AAWH10(LM350h)の車中泊適性をまず整理
AAWH10はレクサスLMの2.5Lハイブリッド・2WD仕様で、E-Four(4WD)はAAWH15と型式が分かれる。2026年に3列シートのLM350hが加わったことで、7人乗りという家族向けの選択肢も生まれた。車中泊という観点で見ると、LMは広い平面で寝るより上質なシートでくつろぐことに強い一台だ。まずは全体像を表で押さえておきたい。
| 項目 | 内容 |
|---|---|
| 型式 | AAWH10(LM350h・2WD)/E-Four は AAWH15 |
| パワートレイン | A25A-FXS 2.5L直4 + ハイブリッド |
| 乗車定員 | 6人乗り・7人乗り(3列シート) |
| ボディ | LM共通で全長5,125 × 全幅1,890 × 全高約1,955mm |
| 車中泊の強み | 電動リクライニングの豪華シートで深くくつろげる |
| 気をつける点 | ワンボックスのような一面フラットは作りにくい |
「寝る」より「くつろぐ」に強い一台
LMの2列目は、オットマンを備えた電動シートに大型ヘッドレストを組み合わせた豪華な造りになっている。背もたれとオットマンを倒せば、フラットなマットの上に横たわるより深くくつろげる姿勢が取れる。ソロや2名で仮眠を取る使い方なら、マットを敷かずにシートアレンジだけで足りる場面も多い。AAWH10の車中泊は、寝具で水平を作る発想から一歩離れて考えると失敗しにくい。
型式AAWH10が指すもの
型式の末尾で駆動方式が分かれ、AAWH10が2WD、AAWH15がE-Four(4WD)に当たる。駆動方式の違いは床下のレイアウトに影響するが、室内の広さや2列目シートの造りは両者で大きく変わらない。車中泊のしやすさという意味では、AAWH10とAAWH15で寝床づくりの考え方は共通と捉えてよい。
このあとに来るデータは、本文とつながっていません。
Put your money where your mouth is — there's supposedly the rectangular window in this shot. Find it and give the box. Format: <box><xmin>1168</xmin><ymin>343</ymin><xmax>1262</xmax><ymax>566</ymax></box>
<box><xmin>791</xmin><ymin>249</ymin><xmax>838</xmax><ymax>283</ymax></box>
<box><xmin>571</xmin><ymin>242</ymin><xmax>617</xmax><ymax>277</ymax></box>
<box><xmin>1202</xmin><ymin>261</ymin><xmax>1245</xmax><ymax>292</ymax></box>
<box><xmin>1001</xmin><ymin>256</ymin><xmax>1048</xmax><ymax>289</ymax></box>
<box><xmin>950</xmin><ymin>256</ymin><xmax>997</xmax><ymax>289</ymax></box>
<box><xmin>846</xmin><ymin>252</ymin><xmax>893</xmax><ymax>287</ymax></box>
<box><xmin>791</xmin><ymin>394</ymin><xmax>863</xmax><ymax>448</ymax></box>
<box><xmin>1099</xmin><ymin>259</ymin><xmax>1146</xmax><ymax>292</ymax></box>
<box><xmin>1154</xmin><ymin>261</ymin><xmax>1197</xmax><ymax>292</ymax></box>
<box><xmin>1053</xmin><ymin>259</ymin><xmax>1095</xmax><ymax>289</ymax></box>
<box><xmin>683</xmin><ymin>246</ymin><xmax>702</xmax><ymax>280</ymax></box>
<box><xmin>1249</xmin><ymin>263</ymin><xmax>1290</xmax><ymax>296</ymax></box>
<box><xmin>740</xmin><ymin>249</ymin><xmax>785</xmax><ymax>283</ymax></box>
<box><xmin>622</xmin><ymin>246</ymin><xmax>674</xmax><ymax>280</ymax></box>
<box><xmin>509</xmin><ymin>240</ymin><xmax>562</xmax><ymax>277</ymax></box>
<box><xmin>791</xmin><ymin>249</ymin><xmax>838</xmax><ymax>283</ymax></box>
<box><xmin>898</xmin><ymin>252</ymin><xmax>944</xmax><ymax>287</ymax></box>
中古や新車で程度を比べるときも、車中泊の快適性は駆動方式より座席の仕様差で見ると分かりやすい。
LM350h(AAWH10)の基本スペックとシート構成
車中泊の計画を立てる前に、AAWH10のパワートレインとシートの構成を押さえておくと、寝床づくりのイメージがはっきりする。ここは購入グレード選びにも関わる部分だ。
型式と駆動方式(2WDのAAWH10/E-FourのAAWH15)
AAWH10のパワートレインは、直列4気筒2.5Lの「A25A-FXS」エンジンにハイブリッドを組み合わせたものだ。システム最高出力は2WDで160kW(218ps)、E-Fourで163kW(222ps)が公表されている。LM500hが2.4Lターボ(T24A-FTS)+ハイブリッドの4WD専用なのに対し、AAWH10は2WDが選べるぶん扱いやすく、価格面でもLMのなかで選びやすいグレードに位置づけられる。車中泊で長距離を走るなら、ハイブリッドの燃費のよさも心強い。
6人乗りと7人乗りの違い
LM350hには6人乗りと7人乗りが用意される。6人乗りは2列目に独立したエグゼクティブシートを置いた2+2+2の構成で、後席の快適性を最優先した造りだ。7人乗りは3列目により多く座れる構成で、3列目を格納すれば荷室を広げられる。複数人で就寝スペースを広く取りやすいのは、3列目まで人が乗れる7人乗りのほうだ。 家族や仲間との車中泊を軸に考えるなら、レイアウトの自由度で7人乗りが計画を立てやすい。
車中泊に効くシートアレンジモード
6人乗り仕様には、シートを組み替える複数のモードが用意されている。前席と2列目をフラットに近づけるフロント・セカンドフルフラットモード、2列目を深く倒すスーパーリラックスモードやリヤシートフルリクライニングモードなどだ。これらは横になるための一枚の平面を作るというより、座ったまま深くリラックスする発想の機能になる。車中泊では、この電動リクライニングを寝床づくりの主役に据えると相性がよい。 3列目もマニュアルでスライドとリクライニングができ、ウォークイン機構で前後の移動もしやすい。
車中泊マットの選び方(LMの座席特性に合わせる)
キーワードにもあるマット選びは、LMでは一般的なミニバンとは考え方が変わる。座席の造りに合わせて種類と使い方を決めるのが近道になる。
マットの種類と特徴
車中泊マットは大きく分けて数種類ある。それぞれ厚みや断熱性、収納性が異なるため、LMのどの場面で使うかで選ぶとよい。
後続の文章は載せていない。